A four-year study in the field, growth room and laboratory was conducted to determine the agronomic and physiological responses of cotton to the new plant growth regulator Pix Plus. Treatments consisted of Mepiquat chloride (MC), Pix Plus (PP) and Bacillus cereus (BC) compared to an untreated control. Agronomic measurements included height, main-stem nodes, boll weight, boll number, yield and fiber quality. Physiological measurements included dry matter partitioning, photosynthesis and respiration, non-structural carbohydrate concentrations, chlorophyll content, photo-assimilate translocation, ATP, membrane leakage and mineral nutrient concentration. Additional measurements included amino acid profiles, polyols, glycine betaine and antibiotic effects.

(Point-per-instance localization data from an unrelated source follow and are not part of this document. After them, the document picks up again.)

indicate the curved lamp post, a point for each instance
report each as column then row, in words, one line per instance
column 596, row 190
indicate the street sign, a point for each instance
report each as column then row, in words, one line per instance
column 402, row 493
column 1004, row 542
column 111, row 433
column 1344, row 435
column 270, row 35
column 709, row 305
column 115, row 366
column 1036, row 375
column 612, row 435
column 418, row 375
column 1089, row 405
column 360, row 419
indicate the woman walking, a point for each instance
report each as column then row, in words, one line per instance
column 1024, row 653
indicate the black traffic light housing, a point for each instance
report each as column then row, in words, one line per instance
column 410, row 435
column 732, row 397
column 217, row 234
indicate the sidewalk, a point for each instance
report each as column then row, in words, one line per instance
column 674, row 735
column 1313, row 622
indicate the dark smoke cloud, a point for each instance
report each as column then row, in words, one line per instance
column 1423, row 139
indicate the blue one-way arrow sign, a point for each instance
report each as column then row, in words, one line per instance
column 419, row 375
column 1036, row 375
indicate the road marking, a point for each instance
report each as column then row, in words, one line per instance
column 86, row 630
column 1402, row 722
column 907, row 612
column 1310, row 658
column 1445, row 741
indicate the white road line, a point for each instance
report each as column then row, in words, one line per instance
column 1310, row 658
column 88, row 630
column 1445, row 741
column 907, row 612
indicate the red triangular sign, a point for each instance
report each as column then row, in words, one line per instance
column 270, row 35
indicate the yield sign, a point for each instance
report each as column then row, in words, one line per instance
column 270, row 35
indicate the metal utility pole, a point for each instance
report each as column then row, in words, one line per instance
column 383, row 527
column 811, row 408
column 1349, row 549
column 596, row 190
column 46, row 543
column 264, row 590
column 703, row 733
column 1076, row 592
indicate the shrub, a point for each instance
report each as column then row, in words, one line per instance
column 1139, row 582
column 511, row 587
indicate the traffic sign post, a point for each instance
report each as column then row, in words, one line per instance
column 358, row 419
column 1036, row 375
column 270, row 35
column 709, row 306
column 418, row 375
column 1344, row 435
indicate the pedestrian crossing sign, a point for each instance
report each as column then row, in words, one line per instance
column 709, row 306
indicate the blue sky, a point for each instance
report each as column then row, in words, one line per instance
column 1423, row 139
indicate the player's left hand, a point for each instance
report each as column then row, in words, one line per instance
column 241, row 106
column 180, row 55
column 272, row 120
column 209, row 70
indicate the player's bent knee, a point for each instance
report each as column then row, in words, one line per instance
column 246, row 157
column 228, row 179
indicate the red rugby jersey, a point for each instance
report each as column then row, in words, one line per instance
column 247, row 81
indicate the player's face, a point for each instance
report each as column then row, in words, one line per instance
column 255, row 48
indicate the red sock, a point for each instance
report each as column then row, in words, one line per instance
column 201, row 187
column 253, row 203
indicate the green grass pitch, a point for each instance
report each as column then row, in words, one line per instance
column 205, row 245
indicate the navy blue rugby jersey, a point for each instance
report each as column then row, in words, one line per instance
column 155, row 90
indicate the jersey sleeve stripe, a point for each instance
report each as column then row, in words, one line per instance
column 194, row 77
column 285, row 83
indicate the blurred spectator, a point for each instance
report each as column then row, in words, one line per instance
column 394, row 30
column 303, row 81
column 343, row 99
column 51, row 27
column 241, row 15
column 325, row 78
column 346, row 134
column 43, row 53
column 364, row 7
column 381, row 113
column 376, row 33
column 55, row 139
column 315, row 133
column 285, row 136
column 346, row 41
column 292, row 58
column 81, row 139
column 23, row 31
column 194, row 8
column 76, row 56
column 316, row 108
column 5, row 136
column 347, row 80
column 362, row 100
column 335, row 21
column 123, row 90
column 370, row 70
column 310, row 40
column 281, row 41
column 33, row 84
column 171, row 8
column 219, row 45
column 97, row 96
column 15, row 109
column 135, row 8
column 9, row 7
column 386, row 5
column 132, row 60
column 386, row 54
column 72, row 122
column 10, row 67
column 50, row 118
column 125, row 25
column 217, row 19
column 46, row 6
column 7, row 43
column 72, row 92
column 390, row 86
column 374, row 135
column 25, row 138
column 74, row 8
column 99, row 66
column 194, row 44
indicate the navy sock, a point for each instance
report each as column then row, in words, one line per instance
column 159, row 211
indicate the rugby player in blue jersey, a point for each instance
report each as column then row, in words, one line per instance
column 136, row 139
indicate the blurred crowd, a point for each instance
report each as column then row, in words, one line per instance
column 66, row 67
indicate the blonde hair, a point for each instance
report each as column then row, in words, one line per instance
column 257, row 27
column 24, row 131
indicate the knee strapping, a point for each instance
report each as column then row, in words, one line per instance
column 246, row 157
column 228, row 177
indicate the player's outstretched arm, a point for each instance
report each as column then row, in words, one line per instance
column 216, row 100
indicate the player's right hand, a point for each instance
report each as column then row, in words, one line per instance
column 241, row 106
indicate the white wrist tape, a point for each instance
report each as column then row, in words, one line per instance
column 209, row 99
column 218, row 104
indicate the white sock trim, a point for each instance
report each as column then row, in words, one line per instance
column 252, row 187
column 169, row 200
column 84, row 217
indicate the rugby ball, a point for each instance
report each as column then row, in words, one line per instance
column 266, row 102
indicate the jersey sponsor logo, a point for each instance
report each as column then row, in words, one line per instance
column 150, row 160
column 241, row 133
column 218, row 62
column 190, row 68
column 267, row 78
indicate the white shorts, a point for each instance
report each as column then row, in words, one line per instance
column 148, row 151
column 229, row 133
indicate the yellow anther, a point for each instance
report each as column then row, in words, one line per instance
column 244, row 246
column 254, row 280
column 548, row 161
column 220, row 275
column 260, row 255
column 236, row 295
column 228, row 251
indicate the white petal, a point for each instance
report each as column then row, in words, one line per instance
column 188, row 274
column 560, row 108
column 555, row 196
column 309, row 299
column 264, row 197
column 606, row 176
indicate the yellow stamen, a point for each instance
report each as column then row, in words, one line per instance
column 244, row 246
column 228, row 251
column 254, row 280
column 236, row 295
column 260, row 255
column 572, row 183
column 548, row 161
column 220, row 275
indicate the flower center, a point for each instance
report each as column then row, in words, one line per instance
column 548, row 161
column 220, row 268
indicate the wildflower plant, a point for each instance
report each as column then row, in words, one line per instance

There was no significant yield difference between Mepiquat chloride, Pix Plus and Bacillus cereus, although there was a trend for Pix Plus to yield slightly higher than Mepiquat chloride (+3.4%) or the control (+4.4%). Pix plus and Bacillus cereus had very similar effects on yield. Both Mepiquat chloride and Pix Plus caused higher boll retention in the canopy between main-stem nodes 5 to 11 and lower retention above main-stem nodes 15. There was no difference between treatments on fiber quality. Dry matter accumulation was significantly influenced with reproductive organs being favored.

When Bacillus cereus was sprayed on the leaf surface and then cultured on agar there was no more live bacteria after 8 hours. There was no difference between treatments in their effect on photosynthesis, respiration, stomatal conductance and transpiration. Bacillus cereus had little effect on amino acid profiles, except for a decrease in serine and glycine in BC-treated leaves which suggested an inhibition of photorespiration. There was no significant difference between nonstructural carbohydrates, except for the sugar alcohol myo-inisotol. There was also no significant difference in glycine betaine levels between Bacillus cereus and Pix Plus. there was some evidence of the production of antibiotics.

The bacterium seems to effectively influencing plant metabolism and growth resulting in improved carbohydrate partitioning to the reproductive structures. The mode of action appears to be via metabolites produced by the bacterium influencing the biochemistry of the leaf, particularly carbohydrate and sulfur metabolism, culminating in improved efficiency of translocation to the major sinks. The possibility of inhibited photorespiration and antibiotic effects exists. The end product is improved dry matter partitioning to the bolls.